An interesting turn that I’ve just been reading about–meaning it has been under way for a while–is the banks’ reaction to giant real estate investment firms, like Brookfield, defaulting on office building loans where current cash flows don’t cover loan payments and they don’t see the situation improving any time soon (the dynamic is that the newest, state-of-the-art office buildings lower rents to entice firms in older buildings to upgrade–if for no other reason than to keep from looking like it’s unwise or unsafe to be there.) So essentially they’re putting the keys in the mail and sending them to the lender bank.

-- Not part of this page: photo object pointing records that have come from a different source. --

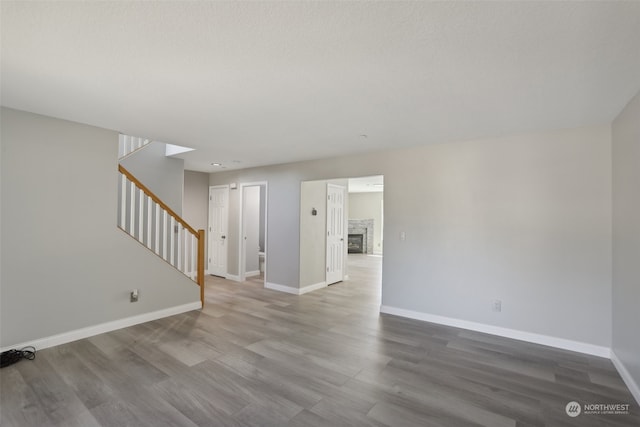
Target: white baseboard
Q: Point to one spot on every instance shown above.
(282, 288)
(565, 344)
(633, 386)
(295, 291)
(90, 331)
(313, 287)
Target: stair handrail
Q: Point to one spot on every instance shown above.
(198, 234)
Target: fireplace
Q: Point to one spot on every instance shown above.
(355, 244)
(364, 229)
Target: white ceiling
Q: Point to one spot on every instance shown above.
(366, 184)
(258, 83)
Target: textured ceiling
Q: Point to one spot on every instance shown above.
(273, 82)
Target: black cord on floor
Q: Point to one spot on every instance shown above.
(10, 357)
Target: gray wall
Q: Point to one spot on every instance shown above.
(626, 239)
(525, 219)
(65, 265)
(368, 206)
(161, 174)
(195, 206)
(195, 203)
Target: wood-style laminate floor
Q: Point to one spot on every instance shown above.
(256, 357)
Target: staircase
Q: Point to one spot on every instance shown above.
(146, 218)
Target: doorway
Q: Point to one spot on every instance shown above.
(253, 231)
(335, 233)
(217, 246)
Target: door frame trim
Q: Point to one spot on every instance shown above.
(209, 241)
(345, 220)
(241, 252)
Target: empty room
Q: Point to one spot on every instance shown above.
(316, 213)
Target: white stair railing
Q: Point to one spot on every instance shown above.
(128, 144)
(151, 222)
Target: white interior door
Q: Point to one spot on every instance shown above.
(218, 224)
(251, 229)
(335, 233)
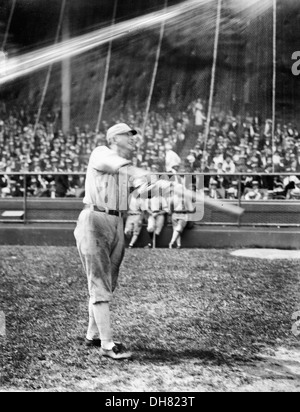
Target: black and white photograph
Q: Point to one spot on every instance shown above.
(149, 198)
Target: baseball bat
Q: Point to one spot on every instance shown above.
(224, 206)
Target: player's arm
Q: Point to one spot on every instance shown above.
(107, 161)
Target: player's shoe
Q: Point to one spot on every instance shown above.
(118, 352)
(94, 343)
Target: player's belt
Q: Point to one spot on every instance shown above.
(107, 211)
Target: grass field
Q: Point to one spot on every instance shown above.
(197, 320)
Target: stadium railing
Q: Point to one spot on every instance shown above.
(267, 212)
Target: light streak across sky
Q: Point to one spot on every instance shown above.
(15, 67)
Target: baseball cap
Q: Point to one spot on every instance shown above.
(119, 129)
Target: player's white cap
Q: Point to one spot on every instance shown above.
(119, 128)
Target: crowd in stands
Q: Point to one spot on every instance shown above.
(234, 145)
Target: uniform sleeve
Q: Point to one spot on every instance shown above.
(107, 161)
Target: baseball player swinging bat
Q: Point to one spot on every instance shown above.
(100, 230)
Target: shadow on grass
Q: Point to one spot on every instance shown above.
(205, 356)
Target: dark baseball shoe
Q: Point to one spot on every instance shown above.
(94, 343)
(118, 352)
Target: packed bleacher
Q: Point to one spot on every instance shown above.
(234, 145)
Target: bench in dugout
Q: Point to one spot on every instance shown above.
(14, 215)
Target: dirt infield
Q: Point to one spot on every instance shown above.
(197, 320)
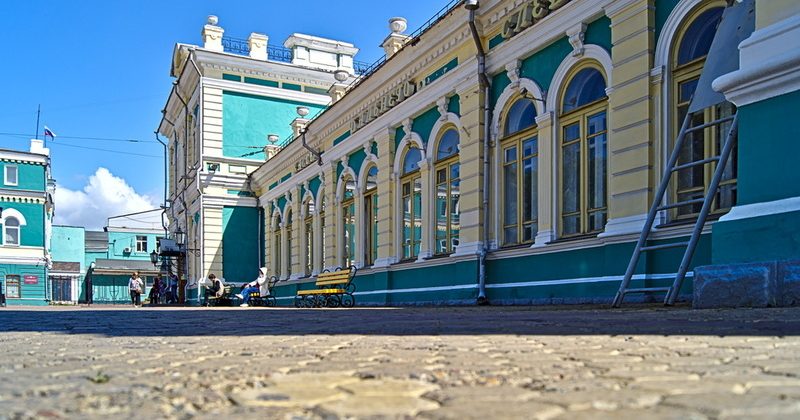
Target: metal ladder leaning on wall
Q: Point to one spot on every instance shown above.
(737, 24)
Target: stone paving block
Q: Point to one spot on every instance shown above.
(741, 285)
(728, 405)
(789, 278)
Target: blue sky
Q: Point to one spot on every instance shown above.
(101, 69)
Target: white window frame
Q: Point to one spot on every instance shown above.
(5, 231)
(16, 175)
(138, 242)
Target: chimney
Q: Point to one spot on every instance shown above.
(37, 146)
(212, 34)
(339, 88)
(258, 46)
(396, 40)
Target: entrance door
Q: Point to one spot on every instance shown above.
(62, 289)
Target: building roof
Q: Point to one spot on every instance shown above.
(96, 241)
(143, 221)
(111, 266)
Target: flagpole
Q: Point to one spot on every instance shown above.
(38, 114)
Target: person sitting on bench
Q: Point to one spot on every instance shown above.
(214, 287)
(260, 285)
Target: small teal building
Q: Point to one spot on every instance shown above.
(111, 256)
(26, 199)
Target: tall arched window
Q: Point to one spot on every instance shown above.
(411, 193)
(277, 246)
(520, 145)
(584, 139)
(11, 227)
(308, 228)
(349, 222)
(689, 56)
(447, 171)
(371, 217)
(289, 243)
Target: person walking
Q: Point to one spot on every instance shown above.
(260, 285)
(136, 285)
(155, 291)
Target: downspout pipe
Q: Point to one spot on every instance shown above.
(184, 177)
(313, 151)
(163, 222)
(486, 85)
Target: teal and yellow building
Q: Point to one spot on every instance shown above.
(510, 153)
(26, 198)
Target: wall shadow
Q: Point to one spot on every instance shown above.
(405, 321)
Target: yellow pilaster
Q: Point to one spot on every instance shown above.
(471, 160)
(386, 198)
(630, 156)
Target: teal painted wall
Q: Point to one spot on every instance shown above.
(769, 148)
(29, 176)
(68, 244)
(30, 294)
(32, 234)
(663, 9)
(240, 243)
(768, 151)
(595, 274)
(118, 241)
(247, 119)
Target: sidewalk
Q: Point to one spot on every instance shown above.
(464, 362)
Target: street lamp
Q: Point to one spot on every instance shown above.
(154, 258)
(180, 236)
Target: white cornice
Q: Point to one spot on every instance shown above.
(543, 33)
(769, 65)
(279, 93)
(23, 157)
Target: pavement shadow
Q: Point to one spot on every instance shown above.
(408, 321)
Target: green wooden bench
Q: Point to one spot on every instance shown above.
(333, 289)
(257, 300)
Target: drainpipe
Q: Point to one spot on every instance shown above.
(485, 83)
(164, 144)
(184, 177)
(309, 148)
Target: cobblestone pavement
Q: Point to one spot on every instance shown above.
(465, 362)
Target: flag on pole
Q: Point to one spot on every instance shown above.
(49, 132)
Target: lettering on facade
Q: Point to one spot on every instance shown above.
(383, 104)
(528, 14)
(305, 161)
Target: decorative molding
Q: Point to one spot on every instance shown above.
(769, 65)
(576, 34)
(767, 208)
(624, 225)
(512, 71)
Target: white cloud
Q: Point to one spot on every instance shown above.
(104, 195)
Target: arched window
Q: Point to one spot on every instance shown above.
(520, 116)
(584, 160)
(411, 195)
(277, 245)
(349, 221)
(308, 226)
(447, 170)
(691, 48)
(11, 231)
(371, 217)
(289, 248)
(520, 152)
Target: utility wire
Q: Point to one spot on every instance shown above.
(83, 138)
(102, 150)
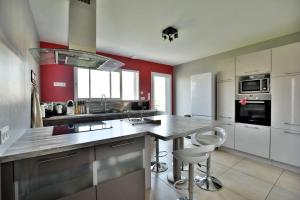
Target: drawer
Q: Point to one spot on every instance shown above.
(42, 165)
(285, 146)
(118, 159)
(128, 187)
(252, 139)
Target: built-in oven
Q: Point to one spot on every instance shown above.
(254, 84)
(253, 109)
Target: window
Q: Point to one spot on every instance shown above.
(130, 85)
(94, 84)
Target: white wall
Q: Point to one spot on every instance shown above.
(183, 72)
(17, 34)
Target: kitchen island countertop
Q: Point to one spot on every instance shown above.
(40, 141)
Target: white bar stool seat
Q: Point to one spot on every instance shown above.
(192, 156)
(217, 139)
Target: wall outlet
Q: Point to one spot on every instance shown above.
(4, 134)
(59, 84)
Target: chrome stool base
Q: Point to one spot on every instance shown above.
(183, 198)
(208, 183)
(159, 167)
(170, 178)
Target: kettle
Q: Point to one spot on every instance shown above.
(70, 107)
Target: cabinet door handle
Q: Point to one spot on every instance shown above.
(291, 124)
(253, 127)
(57, 158)
(289, 132)
(122, 144)
(292, 73)
(251, 71)
(225, 117)
(225, 80)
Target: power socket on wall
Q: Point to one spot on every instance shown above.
(4, 134)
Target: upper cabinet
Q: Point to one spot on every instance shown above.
(285, 102)
(226, 70)
(254, 63)
(286, 60)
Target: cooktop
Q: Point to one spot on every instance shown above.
(79, 127)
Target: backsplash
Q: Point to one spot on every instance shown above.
(106, 106)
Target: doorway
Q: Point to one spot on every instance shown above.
(161, 85)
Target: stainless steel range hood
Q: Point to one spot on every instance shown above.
(82, 41)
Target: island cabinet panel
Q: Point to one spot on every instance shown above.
(130, 186)
(54, 176)
(117, 159)
(120, 171)
(285, 146)
(254, 63)
(87, 194)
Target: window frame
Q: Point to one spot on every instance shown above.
(135, 85)
(76, 98)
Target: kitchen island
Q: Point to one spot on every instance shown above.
(111, 157)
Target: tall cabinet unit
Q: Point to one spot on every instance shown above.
(225, 98)
(254, 63)
(285, 88)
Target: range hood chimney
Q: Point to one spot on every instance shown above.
(82, 41)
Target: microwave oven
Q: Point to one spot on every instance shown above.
(254, 84)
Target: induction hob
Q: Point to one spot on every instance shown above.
(79, 128)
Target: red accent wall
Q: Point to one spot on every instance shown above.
(61, 73)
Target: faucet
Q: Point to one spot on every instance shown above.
(103, 101)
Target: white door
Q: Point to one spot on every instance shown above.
(161, 85)
(285, 102)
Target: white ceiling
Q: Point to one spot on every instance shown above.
(133, 28)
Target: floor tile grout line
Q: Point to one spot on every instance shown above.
(255, 176)
(274, 184)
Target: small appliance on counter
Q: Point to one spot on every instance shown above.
(60, 109)
(70, 107)
(140, 105)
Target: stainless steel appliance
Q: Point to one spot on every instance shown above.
(254, 84)
(253, 109)
(78, 128)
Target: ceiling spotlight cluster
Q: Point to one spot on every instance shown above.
(170, 33)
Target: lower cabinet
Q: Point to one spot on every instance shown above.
(229, 128)
(285, 146)
(128, 187)
(252, 139)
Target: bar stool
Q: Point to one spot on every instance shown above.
(192, 156)
(158, 166)
(215, 138)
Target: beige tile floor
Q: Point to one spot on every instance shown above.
(243, 179)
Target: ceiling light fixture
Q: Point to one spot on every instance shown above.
(170, 33)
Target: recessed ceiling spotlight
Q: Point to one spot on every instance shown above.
(170, 33)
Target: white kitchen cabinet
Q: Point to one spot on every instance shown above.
(285, 146)
(252, 139)
(229, 128)
(226, 70)
(254, 63)
(286, 60)
(225, 101)
(286, 102)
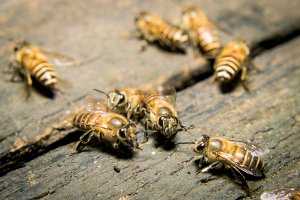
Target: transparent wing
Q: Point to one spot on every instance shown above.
(167, 92)
(229, 159)
(97, 107)
(60, 60)
(253, 149)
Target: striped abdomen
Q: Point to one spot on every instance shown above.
(245, 159)
(208, 41)
(44, 72)
(226, 68)
(86, 121)
(173, 37)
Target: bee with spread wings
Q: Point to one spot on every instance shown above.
(33, 62)
(202, 31)
(159, 112)
(241, 157)
(152, 28)
(109, 127)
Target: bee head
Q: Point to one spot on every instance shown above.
(117, 99)
(201, 143)
(127, 135)
(19, 45)
(168, 125)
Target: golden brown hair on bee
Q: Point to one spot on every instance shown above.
(126, 101)
(109, 127)
(152, 28)
(232, 60)
(32, 62)
(241, 157)
(159, 112)
(202, 31)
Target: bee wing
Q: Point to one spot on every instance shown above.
(60, 60)
(229, 159)
(253, 149)
(97, 107)
(167, 92)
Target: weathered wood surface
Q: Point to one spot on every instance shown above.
(93, 34)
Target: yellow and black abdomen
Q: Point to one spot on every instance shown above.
(44, 72)
(86, 121)
(172, 37)
(208, 41)
(226, 68)
(245, 160)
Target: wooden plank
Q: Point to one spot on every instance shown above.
(269, 117)
(98, 49)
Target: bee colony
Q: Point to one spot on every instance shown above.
(149, 99)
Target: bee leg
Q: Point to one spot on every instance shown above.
(148, 126)
(84, 139)
(29, 83)
(253, 65)
(244, 78)
(238, 175)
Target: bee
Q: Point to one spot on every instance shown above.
(202, 32)
(109, 127)
(32, 62)
(241, 157)
(233, 59)
(281, 194)
(126, 101)
(152, 28)
(159, 112)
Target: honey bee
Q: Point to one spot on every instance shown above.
(281, 194)
(109, 127)
(152, 28)
(241, 157)
(233, 59)
(32, 62)
(202, 32)
(159, 112)
(126, 101)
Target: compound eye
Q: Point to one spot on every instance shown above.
(161, 121)
(121, 98)
(200, 147)
(122, 133)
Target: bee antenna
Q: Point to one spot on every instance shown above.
(183, 127)
(101, 92)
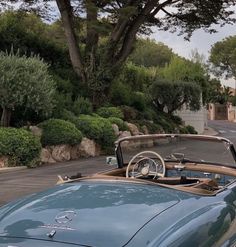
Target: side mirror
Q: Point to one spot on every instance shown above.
(111, 160)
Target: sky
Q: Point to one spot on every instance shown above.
(200, 40)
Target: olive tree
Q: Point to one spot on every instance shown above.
(24, 81)
(223, 57)
(100, 34)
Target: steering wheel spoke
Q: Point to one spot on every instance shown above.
(146, 166)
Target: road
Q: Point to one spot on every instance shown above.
(225, 129)
(16, 184)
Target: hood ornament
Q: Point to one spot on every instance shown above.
(65, 217)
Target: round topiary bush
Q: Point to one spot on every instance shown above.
(58, 131)
(119, 122)
(96, 128)
(191, 129)
(107, 112)
(20, 146)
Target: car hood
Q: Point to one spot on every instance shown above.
(86, 213)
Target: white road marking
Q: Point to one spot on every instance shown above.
(222, 131)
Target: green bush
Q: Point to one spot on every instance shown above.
(191, 129)
(138, 101)
(120, 94)
(153, 128)
(119, 122)
(178, 120)
(183, 130)
(57, 131)
(66, 115)
(20, 146)
(82, 106)
(129, 112)
(107, 112)
(96, 128)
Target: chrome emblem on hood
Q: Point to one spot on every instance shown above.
(65, 217)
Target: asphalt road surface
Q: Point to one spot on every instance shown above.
(16, 184)
(225, 129)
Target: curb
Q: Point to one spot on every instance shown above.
(210, 131)
(11, 169)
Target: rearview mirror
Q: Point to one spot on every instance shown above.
(111, 160)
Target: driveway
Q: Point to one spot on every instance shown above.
(225, 129)
(15, 184)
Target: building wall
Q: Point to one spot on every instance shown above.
(198, 119)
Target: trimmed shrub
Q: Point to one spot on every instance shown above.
(191, 129)
(129, 113)
(178, 120)
(107, 112)
(82, 106)
(119, 122)
(57, 131)
(66, 115)
(138, 101)
(20, 146)
(183, 130)
(120, 94)
(153, 128)
(96, 128)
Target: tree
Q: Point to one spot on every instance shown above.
(223, 57)
(97, 63)
(24, 82)
(181, 69)
(172, 95)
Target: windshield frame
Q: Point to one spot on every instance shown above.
(118, 150)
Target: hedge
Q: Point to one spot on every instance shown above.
(96, 128)
(107, 112)
(119, 122)
(58, 131)
(20, 146)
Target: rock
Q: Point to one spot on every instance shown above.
(3, 161)
(88, 148)
(133, 129)
(75, 152)
(123, 134)
(36, 131)
(46, 156)
(61, 152)
(116, 129)
(145, 130)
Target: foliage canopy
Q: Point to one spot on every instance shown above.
(24, 82)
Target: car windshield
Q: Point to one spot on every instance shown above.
(180, 148)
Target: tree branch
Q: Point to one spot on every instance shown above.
(66, 11)
(92, 34)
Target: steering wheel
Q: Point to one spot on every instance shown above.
(146, 166)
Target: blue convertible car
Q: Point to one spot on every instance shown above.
(167, 190)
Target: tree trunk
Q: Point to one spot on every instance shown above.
(65, 9)
(6, 117)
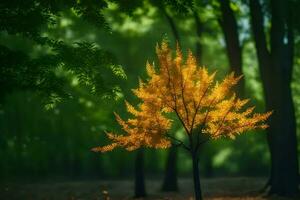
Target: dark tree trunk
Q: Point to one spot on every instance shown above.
(234, 50)
(170, 179)
(276, 70)
(170, 182)
(139, 183)
(199, 31)
(196, 178)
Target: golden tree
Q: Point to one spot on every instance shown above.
(205, 108)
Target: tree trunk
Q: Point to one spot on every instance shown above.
(234, 50)
(170, 179)
(196, 178)
(170, 182)
(199, 31)
(139, 183)
(276, 70)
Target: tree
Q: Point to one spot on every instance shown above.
(276, 66)
(87, 62)
(234, 50)
(184, 92)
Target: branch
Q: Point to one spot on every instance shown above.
(180, 143)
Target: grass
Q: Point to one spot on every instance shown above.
(241, 188)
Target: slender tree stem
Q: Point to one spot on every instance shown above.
(196, 178)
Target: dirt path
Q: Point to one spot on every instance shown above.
(213, 189)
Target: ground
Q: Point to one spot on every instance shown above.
(214, 189)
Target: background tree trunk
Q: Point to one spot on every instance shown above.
(229, 27)
(170, 178)
(196, 178)
(276, 70)
(170, 182)
(139, 183)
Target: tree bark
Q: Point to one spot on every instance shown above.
(234, 50)
(170, 179)
(196, 178)
(199, 31)
(276, 70)
(170, 182)
(139, 183)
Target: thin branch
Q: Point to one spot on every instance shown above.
(179, 142)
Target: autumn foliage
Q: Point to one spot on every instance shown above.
(203, 106)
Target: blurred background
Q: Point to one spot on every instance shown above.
(66, 66)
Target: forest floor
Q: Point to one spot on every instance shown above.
(214, 189)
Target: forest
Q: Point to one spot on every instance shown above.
(211, 110)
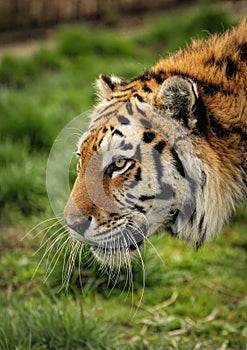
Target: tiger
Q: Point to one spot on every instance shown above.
(164, 151)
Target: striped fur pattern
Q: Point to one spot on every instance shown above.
(166, 150)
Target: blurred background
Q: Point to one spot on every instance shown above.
(52, 294)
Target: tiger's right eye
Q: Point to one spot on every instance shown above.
(120, 163)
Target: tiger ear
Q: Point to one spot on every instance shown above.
(107, 85)
(178, 96)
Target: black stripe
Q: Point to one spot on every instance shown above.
(139, 110)
(138, 174)
(123, 120)
(166, 192)
(148, 136)
(177, 162)
(117, 132)
(160, 146)
(139, 98)
(129, 108)
(146, 88)
(127, 146)
(140, 209)
(144, 197)
(243, 51)
(146, 123)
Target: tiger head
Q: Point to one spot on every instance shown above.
(137, 171)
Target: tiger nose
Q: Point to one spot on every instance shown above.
(74, 218)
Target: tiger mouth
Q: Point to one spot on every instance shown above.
(107, 249)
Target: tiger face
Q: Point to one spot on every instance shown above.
(132, 178)
(168, 149)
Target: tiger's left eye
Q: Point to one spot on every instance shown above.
(120, 163)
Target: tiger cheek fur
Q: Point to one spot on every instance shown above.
(168, 149)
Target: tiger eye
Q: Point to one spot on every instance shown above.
(120, 163)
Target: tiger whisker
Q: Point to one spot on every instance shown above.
(55, 257)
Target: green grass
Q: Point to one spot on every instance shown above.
(192, 299)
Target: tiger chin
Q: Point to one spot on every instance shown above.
(165, 150)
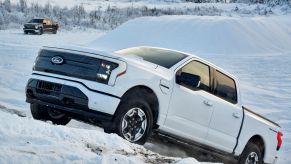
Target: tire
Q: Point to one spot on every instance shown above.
(40, 31)
(54, 31)
(251, 155)
(134, 120)
(40, 112)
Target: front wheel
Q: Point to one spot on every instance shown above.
(40, 32)
(55, 31)
(251, 155)
(134, 121)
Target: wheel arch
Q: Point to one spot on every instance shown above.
(151, 98)
(259, 141)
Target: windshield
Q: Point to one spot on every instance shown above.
(36, 21)
(165, 58)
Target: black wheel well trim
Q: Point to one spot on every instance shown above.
(259, 141)
(152, 100)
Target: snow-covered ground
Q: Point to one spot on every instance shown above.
(256, 50)
(226, 8)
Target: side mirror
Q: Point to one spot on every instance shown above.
(188, 80)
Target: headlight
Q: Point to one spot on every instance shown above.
(105, 70)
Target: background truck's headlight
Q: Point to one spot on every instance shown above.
(104, 71)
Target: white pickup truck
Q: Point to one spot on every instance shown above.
(136, 90)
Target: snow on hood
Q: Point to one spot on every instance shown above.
(207, 34)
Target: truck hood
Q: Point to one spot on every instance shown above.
(32, 24)
(133, 61)
(147, 66)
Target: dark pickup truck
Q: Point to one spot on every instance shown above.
(39, 26)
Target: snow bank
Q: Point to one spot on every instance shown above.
(219, 35)
(25, 140)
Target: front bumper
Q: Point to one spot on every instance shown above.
(68, 99)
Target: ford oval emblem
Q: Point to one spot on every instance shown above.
(57, 60)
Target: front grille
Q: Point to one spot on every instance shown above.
(48, 88)
(74, 65)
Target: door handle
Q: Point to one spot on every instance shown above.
(207, 103)
(236, 115)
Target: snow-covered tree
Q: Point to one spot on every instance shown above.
(7, 5)
(22, 6)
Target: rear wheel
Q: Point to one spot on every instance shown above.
(251, 155)
(41, 112)
(134, 121)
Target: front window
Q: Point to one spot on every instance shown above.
(200, 69)
(225, 88)
(161, 57)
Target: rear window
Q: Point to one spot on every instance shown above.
(165, 58)
(225, 88)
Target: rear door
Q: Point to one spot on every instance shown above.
(190, 109)
(227, 115)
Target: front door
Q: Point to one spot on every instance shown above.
(190, 109)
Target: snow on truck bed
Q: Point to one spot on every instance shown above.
(256, 50)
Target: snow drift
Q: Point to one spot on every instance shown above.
(29, 141)
(219, 35)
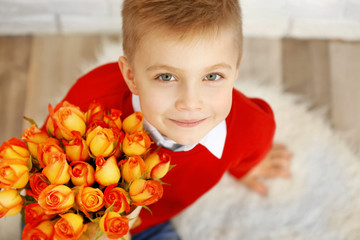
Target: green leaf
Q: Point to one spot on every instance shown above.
(29, 163)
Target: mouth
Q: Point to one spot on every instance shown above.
(188, 123)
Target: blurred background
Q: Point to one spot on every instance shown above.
(310, 48)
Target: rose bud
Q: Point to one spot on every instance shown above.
(114, 225)
(157, 164)
(118, 198)
(89, 199)
(66, 118)
(94, 113)
(14, 149)
(76, 149)
(69, 226)
(56, 199)
(13, 174)
(45, 148)
(10, 203)
(33, 136)
(57, 170)
(107, 172)
(133, 123)
(136, 144)
(132, 168)
(101, 142)
(82, 173)
(34, 214)
(145, 192)
(43, 231)
(38, 182)
(114, 120)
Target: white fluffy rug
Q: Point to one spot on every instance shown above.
(320, 201)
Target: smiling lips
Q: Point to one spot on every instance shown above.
(188, 123)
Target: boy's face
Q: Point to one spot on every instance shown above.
(185, 87)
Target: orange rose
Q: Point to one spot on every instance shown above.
(69, 226)
(90, 199)
(65, 119)
(57, 170)
(34, 214)
(107, 172)
(118, 198)
(133, 123)
(132, 168)
(101, 141)
(114, 120)
(76, 149)
(10, 203)
(14, 149)
(114, 225)
(43, 231)
(94, 113)
(33, 136)
(136, 144)
(82, 173)
(38, 182)
(56, 199)
(157, 164)
(13, 174)
(45, 148)
(145, 192)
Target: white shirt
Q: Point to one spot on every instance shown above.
(214, 140)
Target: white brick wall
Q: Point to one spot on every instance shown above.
(266, 18)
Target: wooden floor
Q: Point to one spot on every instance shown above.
(37, 70)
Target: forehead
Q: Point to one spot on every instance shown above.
(196, 49)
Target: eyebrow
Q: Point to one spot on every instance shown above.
(173, 69)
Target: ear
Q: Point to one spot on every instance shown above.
(128, 75)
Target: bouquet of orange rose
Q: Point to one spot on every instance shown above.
(87, 168)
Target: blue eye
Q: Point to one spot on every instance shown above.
(213, 77)
(166, 77)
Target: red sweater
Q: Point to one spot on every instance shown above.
(250, 130)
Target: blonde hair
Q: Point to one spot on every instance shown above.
(184, 18)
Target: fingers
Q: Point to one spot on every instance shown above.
(276, 171)
(256, 185)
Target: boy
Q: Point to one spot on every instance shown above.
(182, 58)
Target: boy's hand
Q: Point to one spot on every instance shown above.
(275, 164)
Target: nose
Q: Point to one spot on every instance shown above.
(189, 98)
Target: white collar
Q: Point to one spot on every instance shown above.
(214, 141)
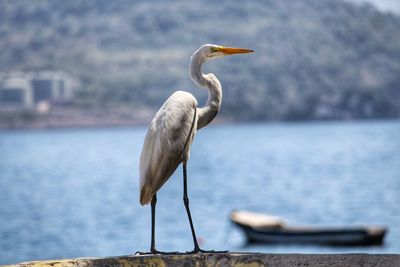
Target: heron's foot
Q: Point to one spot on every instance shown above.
(156, 252)
(199, 250)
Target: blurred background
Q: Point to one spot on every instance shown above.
(308, 130)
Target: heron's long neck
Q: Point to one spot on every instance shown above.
(207, 113)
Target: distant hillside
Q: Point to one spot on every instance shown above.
(315, 59)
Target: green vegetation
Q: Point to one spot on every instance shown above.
(314, 59)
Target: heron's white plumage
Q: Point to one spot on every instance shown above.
(169, 130)
(164, 142)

The latest chapter in the story is that banks, who aren’t either eager or equipped to manage real estate themselves, are beginning to sell their suspect loans at a discount
I’m not sure to whom, but what I take from this is that the discounts will be big enough to satisfy a buyer who is either going to run a cut-rate office operation or (more likely, I think) to repurpose the buildings as residential.
It’s probably too early to buy the new owners, but this is a significant wealth transfer. It also is another point of economic stabilization, one more worry removed.
An excellent point that market forces will find solutions to the reduced demand for commercial space.